Number forty-eight (the Honourable Jake's) was a free-and-easy democratic resort. No three knocks and a password before you turn the key here. Almost before your knuckles hit the panel you heard Mr. Botcher's hearty voice shouting "Come in," in spite of the closed transom. The Honourable Jake, being a tee-totaller, had no bathroom, and none but his intimate friends ever looked in the third from the top bureau drawer.
The proprietor of the Pelican, who in common with the rest of humanity had fallen a victim to the rough and honest charms and hearty good fellowship of the Honourable Jake, always placed a large padded arm-chair in number forty-eight before the sessions, knowing that the Honourable Jake's constituency would be uniformly kind to him. There Mr. Botcher was wont to sit (when he was not depressing one of the tiles in the rotunda), surrounded by his friends and their tobacco smoke, discussing in his frank and manly fashion the public questions of the day.

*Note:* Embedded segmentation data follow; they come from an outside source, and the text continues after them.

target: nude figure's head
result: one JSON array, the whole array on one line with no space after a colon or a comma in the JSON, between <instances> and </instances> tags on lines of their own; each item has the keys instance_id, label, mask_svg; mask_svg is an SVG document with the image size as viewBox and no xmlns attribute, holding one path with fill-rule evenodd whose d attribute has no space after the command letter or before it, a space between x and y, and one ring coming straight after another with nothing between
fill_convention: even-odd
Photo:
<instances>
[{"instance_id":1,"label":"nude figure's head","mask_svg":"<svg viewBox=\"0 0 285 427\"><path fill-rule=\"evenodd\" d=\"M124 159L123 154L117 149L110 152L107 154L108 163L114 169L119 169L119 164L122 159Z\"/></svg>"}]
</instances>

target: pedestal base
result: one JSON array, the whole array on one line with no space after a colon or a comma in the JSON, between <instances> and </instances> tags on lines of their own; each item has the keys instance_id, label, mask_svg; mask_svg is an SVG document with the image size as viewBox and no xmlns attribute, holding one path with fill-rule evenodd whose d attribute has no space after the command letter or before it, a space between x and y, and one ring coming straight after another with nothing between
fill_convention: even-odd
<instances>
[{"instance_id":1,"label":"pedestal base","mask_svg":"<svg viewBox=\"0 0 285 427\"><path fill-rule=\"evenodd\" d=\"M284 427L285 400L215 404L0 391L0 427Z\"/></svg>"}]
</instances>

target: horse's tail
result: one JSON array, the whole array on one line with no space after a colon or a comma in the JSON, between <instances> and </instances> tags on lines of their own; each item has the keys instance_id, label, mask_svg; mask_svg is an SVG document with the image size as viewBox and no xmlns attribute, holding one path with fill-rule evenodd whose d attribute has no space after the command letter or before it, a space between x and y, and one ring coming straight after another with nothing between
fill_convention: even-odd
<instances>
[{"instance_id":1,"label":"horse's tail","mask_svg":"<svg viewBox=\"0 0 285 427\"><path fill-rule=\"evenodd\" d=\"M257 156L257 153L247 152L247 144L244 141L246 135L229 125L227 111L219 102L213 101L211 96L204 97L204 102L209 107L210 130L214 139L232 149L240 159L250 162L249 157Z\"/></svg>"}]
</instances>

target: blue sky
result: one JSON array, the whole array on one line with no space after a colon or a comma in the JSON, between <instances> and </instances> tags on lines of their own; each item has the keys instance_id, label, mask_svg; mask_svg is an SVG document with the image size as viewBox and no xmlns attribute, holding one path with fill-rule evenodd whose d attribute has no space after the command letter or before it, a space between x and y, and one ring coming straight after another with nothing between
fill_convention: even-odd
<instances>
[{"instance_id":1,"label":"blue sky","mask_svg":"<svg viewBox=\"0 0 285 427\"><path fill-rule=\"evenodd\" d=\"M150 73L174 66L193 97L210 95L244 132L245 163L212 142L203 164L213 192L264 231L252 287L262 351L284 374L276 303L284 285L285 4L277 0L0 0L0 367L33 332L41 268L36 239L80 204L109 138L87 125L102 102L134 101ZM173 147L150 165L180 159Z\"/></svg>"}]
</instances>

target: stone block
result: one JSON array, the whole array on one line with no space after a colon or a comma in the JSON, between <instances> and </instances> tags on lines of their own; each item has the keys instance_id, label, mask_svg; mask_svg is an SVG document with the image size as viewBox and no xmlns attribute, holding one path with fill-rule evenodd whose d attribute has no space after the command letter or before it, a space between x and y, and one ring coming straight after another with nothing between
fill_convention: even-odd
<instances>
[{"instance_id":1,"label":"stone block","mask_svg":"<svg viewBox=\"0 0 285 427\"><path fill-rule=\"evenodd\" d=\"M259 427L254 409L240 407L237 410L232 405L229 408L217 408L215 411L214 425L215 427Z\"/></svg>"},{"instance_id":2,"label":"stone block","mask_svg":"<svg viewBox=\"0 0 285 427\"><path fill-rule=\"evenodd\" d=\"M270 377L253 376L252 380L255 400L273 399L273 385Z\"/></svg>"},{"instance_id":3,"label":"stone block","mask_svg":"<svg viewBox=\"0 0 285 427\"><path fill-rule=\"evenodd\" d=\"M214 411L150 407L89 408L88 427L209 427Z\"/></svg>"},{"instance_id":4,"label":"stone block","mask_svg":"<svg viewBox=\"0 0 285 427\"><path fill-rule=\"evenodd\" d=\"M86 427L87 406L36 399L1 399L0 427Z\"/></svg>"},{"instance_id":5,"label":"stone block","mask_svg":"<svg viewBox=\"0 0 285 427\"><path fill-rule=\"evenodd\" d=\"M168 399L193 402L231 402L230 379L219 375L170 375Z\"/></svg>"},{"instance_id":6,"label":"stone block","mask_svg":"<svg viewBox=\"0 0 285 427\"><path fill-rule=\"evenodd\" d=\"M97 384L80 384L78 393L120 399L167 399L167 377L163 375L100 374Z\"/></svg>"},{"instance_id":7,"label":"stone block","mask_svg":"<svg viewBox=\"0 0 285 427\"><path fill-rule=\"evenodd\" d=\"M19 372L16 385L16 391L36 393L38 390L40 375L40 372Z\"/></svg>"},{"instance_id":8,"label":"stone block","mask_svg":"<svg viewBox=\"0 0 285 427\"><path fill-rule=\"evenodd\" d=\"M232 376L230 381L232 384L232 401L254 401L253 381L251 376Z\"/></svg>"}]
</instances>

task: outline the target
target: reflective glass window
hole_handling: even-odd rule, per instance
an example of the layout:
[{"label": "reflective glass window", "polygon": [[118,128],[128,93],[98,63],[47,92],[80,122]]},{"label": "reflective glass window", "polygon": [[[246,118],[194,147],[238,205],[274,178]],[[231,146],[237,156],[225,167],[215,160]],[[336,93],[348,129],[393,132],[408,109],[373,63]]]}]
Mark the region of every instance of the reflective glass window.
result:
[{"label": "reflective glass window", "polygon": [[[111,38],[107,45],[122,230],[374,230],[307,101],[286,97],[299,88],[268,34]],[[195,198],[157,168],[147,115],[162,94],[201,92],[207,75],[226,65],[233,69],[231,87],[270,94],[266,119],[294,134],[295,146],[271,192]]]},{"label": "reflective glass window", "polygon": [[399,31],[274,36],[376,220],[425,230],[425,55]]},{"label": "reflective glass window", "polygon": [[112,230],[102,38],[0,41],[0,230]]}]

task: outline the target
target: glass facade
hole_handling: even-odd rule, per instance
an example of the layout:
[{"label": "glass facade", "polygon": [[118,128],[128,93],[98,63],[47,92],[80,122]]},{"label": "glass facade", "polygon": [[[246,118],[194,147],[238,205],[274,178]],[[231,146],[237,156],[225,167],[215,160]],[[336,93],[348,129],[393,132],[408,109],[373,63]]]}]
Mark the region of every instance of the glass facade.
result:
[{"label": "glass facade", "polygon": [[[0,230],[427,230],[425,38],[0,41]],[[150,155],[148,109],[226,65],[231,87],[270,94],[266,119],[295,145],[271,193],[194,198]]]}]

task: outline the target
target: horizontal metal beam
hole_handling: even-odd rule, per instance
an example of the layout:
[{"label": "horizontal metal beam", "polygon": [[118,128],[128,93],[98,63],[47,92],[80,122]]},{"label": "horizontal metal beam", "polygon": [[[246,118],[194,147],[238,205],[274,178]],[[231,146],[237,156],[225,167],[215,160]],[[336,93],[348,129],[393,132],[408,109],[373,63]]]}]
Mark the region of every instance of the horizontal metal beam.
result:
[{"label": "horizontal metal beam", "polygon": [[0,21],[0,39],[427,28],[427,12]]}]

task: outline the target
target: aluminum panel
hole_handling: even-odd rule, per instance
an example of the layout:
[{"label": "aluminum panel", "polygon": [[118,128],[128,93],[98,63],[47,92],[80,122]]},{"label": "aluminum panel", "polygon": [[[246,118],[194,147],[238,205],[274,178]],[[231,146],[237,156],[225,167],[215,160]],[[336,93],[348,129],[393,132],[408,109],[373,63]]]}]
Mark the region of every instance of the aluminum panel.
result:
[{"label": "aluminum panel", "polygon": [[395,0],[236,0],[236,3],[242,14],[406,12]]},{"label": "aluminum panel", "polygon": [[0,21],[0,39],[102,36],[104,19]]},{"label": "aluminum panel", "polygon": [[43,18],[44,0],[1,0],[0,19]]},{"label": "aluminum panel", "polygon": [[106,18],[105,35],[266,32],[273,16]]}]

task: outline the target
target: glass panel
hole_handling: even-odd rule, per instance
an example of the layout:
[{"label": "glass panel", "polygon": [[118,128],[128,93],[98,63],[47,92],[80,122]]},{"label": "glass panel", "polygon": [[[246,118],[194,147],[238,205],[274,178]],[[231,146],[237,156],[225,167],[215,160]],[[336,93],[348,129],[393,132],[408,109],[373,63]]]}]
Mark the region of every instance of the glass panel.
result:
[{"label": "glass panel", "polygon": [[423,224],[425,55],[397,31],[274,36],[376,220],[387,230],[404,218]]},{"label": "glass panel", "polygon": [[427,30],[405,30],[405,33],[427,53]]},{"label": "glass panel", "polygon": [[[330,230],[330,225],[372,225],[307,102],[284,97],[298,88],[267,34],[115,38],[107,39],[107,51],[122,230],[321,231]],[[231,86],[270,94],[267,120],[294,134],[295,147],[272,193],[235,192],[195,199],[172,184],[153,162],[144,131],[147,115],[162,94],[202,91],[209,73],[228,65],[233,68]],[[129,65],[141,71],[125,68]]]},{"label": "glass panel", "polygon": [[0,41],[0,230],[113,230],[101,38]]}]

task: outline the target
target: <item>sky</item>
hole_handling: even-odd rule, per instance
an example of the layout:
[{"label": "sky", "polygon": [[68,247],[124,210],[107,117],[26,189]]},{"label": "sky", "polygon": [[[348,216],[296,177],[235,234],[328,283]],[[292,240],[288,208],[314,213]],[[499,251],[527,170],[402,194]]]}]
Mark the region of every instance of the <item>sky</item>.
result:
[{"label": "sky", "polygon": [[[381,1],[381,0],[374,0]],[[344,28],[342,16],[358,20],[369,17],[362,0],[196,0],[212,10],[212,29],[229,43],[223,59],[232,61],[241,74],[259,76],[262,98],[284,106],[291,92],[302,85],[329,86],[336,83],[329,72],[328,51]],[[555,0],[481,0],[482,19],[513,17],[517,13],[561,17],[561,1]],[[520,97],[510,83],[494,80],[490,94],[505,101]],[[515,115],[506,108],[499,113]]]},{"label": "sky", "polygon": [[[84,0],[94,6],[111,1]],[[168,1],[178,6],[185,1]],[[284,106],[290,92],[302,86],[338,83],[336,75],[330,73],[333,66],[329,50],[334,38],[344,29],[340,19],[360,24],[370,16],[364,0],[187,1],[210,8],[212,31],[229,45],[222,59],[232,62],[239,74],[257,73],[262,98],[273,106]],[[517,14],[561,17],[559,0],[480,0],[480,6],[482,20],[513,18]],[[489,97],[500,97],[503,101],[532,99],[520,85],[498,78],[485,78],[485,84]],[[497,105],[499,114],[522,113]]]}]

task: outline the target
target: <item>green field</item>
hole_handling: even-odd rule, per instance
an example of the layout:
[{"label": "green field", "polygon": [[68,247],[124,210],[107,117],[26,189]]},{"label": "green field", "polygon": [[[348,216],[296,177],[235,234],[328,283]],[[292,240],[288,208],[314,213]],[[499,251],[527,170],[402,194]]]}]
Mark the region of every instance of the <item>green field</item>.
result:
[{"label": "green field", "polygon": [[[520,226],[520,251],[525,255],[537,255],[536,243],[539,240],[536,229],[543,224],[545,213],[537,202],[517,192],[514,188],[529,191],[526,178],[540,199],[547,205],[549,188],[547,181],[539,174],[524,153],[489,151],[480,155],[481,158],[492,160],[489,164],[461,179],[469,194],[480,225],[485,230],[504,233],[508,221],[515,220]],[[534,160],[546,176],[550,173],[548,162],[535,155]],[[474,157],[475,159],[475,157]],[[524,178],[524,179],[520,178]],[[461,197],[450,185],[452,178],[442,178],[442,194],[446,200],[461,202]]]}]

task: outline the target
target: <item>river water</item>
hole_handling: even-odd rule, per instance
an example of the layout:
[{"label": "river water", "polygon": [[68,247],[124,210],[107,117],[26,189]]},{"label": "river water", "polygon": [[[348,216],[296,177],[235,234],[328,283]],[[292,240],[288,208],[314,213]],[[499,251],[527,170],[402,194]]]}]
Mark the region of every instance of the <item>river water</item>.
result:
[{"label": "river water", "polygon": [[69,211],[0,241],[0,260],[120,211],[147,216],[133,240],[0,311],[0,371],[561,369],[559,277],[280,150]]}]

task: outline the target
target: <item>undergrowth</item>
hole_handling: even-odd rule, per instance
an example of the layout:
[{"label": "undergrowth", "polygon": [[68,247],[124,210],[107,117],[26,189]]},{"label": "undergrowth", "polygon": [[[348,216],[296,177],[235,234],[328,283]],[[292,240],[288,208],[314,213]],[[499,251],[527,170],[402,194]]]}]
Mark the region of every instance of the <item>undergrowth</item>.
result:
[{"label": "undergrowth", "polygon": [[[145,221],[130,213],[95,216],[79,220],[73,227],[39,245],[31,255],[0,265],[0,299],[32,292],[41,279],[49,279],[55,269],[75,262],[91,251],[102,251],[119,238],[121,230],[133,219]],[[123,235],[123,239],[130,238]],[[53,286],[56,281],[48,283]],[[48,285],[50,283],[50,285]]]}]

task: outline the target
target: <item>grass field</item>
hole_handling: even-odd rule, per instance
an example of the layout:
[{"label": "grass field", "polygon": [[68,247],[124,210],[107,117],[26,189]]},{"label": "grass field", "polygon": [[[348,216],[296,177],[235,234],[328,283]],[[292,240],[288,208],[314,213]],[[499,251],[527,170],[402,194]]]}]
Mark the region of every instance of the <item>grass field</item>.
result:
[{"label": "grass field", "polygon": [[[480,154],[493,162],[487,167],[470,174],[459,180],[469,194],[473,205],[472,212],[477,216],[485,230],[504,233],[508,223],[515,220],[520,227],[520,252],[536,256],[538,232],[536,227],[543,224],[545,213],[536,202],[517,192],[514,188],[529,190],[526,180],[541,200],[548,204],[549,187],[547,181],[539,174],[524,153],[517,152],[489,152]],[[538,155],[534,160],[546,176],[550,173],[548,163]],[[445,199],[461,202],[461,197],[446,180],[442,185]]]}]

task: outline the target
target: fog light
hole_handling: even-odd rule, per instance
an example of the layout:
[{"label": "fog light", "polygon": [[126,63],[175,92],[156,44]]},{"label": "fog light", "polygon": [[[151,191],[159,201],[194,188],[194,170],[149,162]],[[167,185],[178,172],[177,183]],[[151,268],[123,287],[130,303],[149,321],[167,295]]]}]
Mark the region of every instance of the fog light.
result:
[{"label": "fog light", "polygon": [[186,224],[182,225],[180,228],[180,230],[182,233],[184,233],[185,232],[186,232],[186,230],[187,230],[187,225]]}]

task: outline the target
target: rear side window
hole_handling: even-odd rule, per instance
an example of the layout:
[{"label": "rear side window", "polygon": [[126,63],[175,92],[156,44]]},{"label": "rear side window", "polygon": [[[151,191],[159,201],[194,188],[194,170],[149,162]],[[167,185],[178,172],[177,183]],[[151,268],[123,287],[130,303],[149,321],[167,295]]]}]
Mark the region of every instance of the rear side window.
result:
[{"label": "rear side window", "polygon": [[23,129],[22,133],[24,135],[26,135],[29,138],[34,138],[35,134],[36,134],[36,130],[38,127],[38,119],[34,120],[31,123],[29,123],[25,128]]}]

Mr. Crewe thought it a little strange that, whenever he entered a room in the Pelican, a silence should succeed the buzz of talk which he had heard through the closed transom; but he very naturally attributed this to the constraint which ordinary men would be likely to feel in his presence. In the mouth of one presumptuous member the word "railroad" was cut in two by an agate glance from the Honourable Brush, and Mr. Crewe noted with some surprise that the Democratic leader of the House, Mr. Painter, was seated on Mr. Botcher's mattress, with an expression that was in singular contrast to the look of bold defiance which he had swept over the House that afternoon in announcing his opposition policy. The vulgar political suggestion might have crept into a more trivial mind than Mr. Crewe's that Mr. Painter was being, "put to bed," the bed being very similar to that of Procrustes. Mr. Botcher extracted himself from the nooks and crannies of his armchair.
"How are you, Crewe?" he said hospitably; "we're all friends here--eh, Painter? We don't carry our quarrels outside the swinging doors. You know Mr. Crewe--by sight, of course. Do you know these other gentlemen, Crewe? I didn't expect you so early."
The "other gentlemen" said that they were happy to make the acquaintance of their fellow-member from Leith, and seemingly with one consent began to edge towards the door.
"Don't go, boys," Mr. Bascom protested. "Let me finish that story."
Some of "the boys" seemed to regard this statement as humorous,--more humorous, indeed, than the story itself. And when it was finished they took their departure, a trifle awkwardly, led by Mr. Painter.
"They're a little mite bashful," said Mr. Botcher, apologetically.